As of the census of 2000, there were 213 people, 122 households, and 89 families residing in the CDP. The population density was 254.2 people per square mile (98.5/km^{2}). There were 122 housing units at an average density of 152.2/sq mi (59.0/km^{2}). The racial makeup of the CDP was 84.9% White, 0% African American, 9.3% Native American, 3.1% from other races, and 2.8% from two or more races. Hispanic or Latino people of any race were 3.1% of the population.

There were 122 households, out of which 21.7% had children under the age of 18 living with them, 40.1% were married couples living together, 13.2% had a female householder with no husband present, and 41.4% were non-families. 36.8% of all households were made up of individuals, and 16.4% had someone living alone who was 65 years of age or older. The average household size was 2.13 and the average family size was 2.74.

In the CDP, the population was spread out, with 25.0% under the age of 18, 5.2% from 18 to 24, 25.0% from 25 to 44, 25.3% from 45 to 64, and 19.4% who were 65 years of age or older. The median age was 41 years. For every 100 females, there were 110.4 males.
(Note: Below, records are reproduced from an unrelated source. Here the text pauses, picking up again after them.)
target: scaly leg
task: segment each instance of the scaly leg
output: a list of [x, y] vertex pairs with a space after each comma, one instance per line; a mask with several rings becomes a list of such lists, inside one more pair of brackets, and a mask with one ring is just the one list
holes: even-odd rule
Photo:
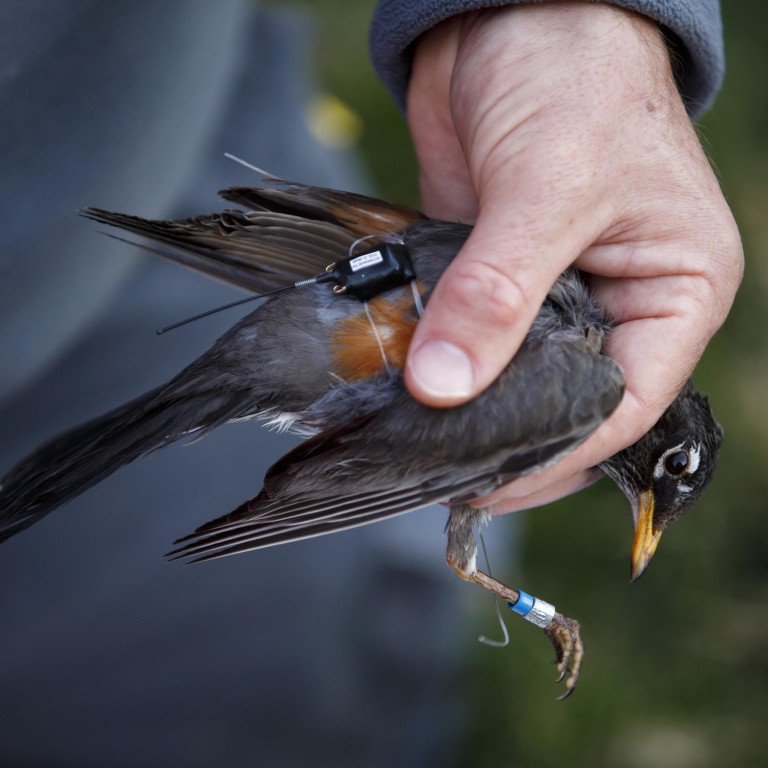
[[526, 592], [512, 589], [477, 569], [477, 542], [473, 525], [480, 525], [487, 516], [486, 510], [475, 509], [467, 504], [451, 507], [445, 526], [448, 534], [448, 565], [461, 579], [479, 584], [498, 595], [507, 601], [513, 611], [544, 630], [555, 649], [557, 670], [560, 673], [556, 682], [565, 680], [565, 692], [559, 698], [566, 699], [576, 688], [584, 658], [584, 643], [581, 640], [579, 622], [557, 613], [549, 603], [531, 597]]

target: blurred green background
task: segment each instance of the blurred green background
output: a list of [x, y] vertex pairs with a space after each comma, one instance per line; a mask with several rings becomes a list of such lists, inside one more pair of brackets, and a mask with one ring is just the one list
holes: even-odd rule
[[[362, 151], [382, 196], [416, 204], [405, 124], [367, 56], [370, 0], [317, 0], [317, 62], [340, 143]], [[727, 75], [700, 126], [747, 254], [743, 287], [697, 371], [725, 426], [719, 473], [629, 584], [631, 519], [607, 481], [521, 514], [527, 585], [573, 616], [588, 656], [566, 703], [539, 630], [511, 645], [467, 633], [462, 765], [686, 768], [768, 764], [768, 4], [725, 3]], [[339, 128], [340, 126], [340, 128]], [[503, 522], [491, 535], [503, 535]], [[490, 612], [489, 612], [490, 613]], [[477, 630], [477, 631], [475, 631]]]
For every 100 females age 18 and over, there were 99.2 males.

The median income for a household in the CDP was $26,667, and the median income for a family was $23,750. Males had a median income of $31,042 versus $23,229 for females. The per capita income for the CDP was $15,414. About 27.7% of families and 26.3% of the population were below the poverty line, including 43.3% of those under age 18 and 9.3% of those age 65 or over.

==Transportation==

Wishram Amtrak station is served daily by the Empire Builder train. Wishram has a railyard, with a substantial maintenance facility, for train traffic coming north from Oregon and California, as well as those coming west. The section of railroad that runs from Vancouver to Pasco still bears the town's original name of Fallbridge.